- Born: 14 July 1919 Bombay, British India
- Died: 1999 (aged 79–80)
- Political party: Communist Party of India
- Other political affiliations: Goan Peoples Party Frente Popular
- Movement: Goan independence movement

= George Vaz =

Indian politician (1919–1999)

George Vaz (14 July 1919 – 1999) was an Indian independence activist, trade unionist and politician.

== Early life ==

George Vaz was born on 14 July 1919 in Bombay to Sebastião Xavier Vaz.

== Goan independence movement ==
Vaz was associated with the Goan Youth League, which was founded by T. B. Cunha.

Vaz was greatly inspired by Ram Manohar Lohia and the events of Goa Revolution Day. He described Lohia's inspiration to Goan independence activists in these words: "18th June was like a big Light House that guided many ships traveling in the sea."

In 1946, he was chosen as a member of the executive committee of the GCC. On 28 October 1946, he was arrested after he attempted to deliver a speech in Sanquelim, following which he was imprisoned and then left across the border of Portuguese Goa on 19 November that year. On 15 December, he was arrested once again for attempting to enter Goa. On 12 February 1947, he was tried by the TMT and fined and imprisoned for three months.

Vaz then moved to Bombay, working for the Goa liberation movement from there. He hosted public meetings and published flyers against the Portuguese government. Between 1948 and 1949, he was chosen as the Secretary of the Socialist group of the National Congress, Goa. He then co-founded the Goan People's Party (GPP) and was its General Secretary from 1949 onwards.

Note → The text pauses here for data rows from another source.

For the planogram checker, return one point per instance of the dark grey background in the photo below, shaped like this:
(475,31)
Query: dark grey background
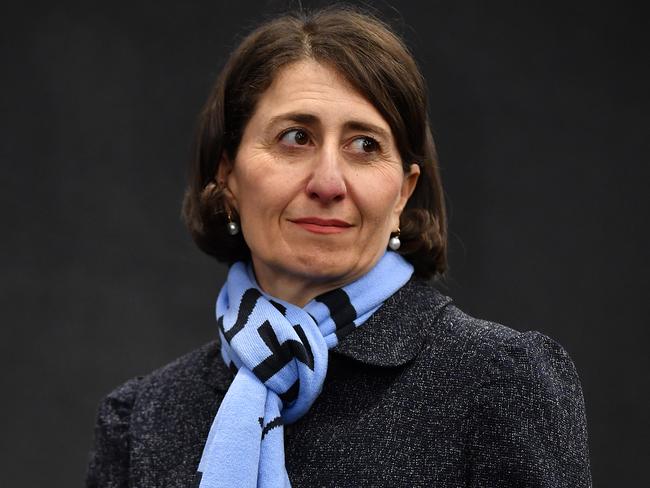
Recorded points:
(540,112)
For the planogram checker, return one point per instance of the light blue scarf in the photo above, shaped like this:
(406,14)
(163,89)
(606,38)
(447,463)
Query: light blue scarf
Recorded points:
(280,352)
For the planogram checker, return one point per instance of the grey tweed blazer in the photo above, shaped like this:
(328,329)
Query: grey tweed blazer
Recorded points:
(422,395)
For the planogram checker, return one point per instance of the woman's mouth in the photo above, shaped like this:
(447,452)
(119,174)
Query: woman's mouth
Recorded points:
(322,226)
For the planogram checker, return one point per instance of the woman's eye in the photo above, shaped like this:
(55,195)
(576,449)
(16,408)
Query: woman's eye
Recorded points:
(295,137)
(365,145)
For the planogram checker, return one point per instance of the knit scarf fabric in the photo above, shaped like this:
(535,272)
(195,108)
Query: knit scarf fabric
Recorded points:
(280,352)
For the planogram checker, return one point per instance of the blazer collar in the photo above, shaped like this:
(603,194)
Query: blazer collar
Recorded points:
(395,333)
(392,336)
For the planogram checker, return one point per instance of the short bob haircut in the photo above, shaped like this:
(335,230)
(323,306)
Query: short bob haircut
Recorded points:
(374,60)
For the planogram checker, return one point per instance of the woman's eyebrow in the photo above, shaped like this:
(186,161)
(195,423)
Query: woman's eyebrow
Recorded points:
(311,119)
(368,127)
(297,117)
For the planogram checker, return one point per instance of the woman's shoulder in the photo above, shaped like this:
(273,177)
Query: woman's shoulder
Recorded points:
(483,351)
(176,401)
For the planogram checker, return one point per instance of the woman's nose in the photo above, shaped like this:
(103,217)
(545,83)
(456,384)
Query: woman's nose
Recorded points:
(326,182)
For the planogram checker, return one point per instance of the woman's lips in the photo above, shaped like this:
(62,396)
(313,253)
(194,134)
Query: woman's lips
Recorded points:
(322,226)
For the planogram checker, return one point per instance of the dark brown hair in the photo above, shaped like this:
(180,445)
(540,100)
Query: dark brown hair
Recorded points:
(375,61)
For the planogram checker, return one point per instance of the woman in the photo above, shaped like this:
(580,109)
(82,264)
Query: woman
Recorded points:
(315,178)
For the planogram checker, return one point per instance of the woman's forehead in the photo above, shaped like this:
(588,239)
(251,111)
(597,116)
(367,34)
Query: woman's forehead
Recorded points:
(313,93)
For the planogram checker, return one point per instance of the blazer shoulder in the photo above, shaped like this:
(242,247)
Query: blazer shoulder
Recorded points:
(498,348)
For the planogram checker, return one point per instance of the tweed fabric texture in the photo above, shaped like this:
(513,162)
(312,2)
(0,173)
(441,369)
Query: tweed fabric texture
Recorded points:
(280,351)
(422,395)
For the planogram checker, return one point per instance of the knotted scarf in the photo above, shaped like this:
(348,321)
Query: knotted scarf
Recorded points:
(280,352)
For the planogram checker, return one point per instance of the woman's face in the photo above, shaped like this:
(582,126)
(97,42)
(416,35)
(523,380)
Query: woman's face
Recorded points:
(317,182)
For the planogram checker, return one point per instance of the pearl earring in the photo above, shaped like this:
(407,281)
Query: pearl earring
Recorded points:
(394,243)
(233,227)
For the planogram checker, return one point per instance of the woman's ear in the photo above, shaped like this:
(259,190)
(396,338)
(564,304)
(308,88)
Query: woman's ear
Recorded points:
(226,181)
(408,185)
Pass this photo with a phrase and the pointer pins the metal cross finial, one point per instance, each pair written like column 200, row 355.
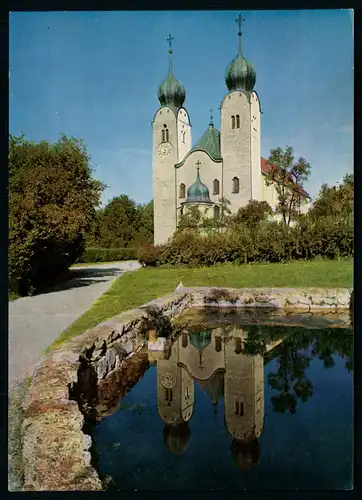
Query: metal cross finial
column 169, row 39
column 239, row 20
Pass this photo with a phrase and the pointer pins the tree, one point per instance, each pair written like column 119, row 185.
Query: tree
column 288, row 178
column 335, row 201
column 253, row 213
column 52, row 204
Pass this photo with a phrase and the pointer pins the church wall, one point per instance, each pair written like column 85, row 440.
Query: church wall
column 255, row 147
column 184, row 133
column 236, row 148
column 186, row 174
column 164, row 176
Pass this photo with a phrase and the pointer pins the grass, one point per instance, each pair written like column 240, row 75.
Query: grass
column 138, row 287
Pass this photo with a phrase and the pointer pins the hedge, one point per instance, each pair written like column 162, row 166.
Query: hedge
column 271, row 242
column 107, row 255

Vaz was an active Leftist and was also the Secretary of the Goa Action Committee. He was chosen as a member of the panel of minorities that had been appointed by the Samyukta Maharashtra Samiti. He was also associated with the Bombay Youth League and was a participant at the International Youth Rally, that was held outside India.

Vaz was also the Art Director of several films, such as Lal Batti. He also worked on nationalistic posters that were present at the meetings and conferences of freedom fighters.

In 1954, Vaz was one of the leaders of the GPP that worked together to capture more than 60 villages in Nagar Haveli. This was before its complete Liberation by the volunteers and commandos of the Azad Gomantak Dal.

In December 1960, Vaz was part of a delegation that met with then Home Minister of India Pandit Pant in New Delhi, urging the Indian government to take action for the freedom of Goa. Others in the delegation were Eclito D’Souza, Irene Heredia, Vishwanath Lawande, Lambert Mascarenhas, Aruna Asaf Ali and Bertha Braganza.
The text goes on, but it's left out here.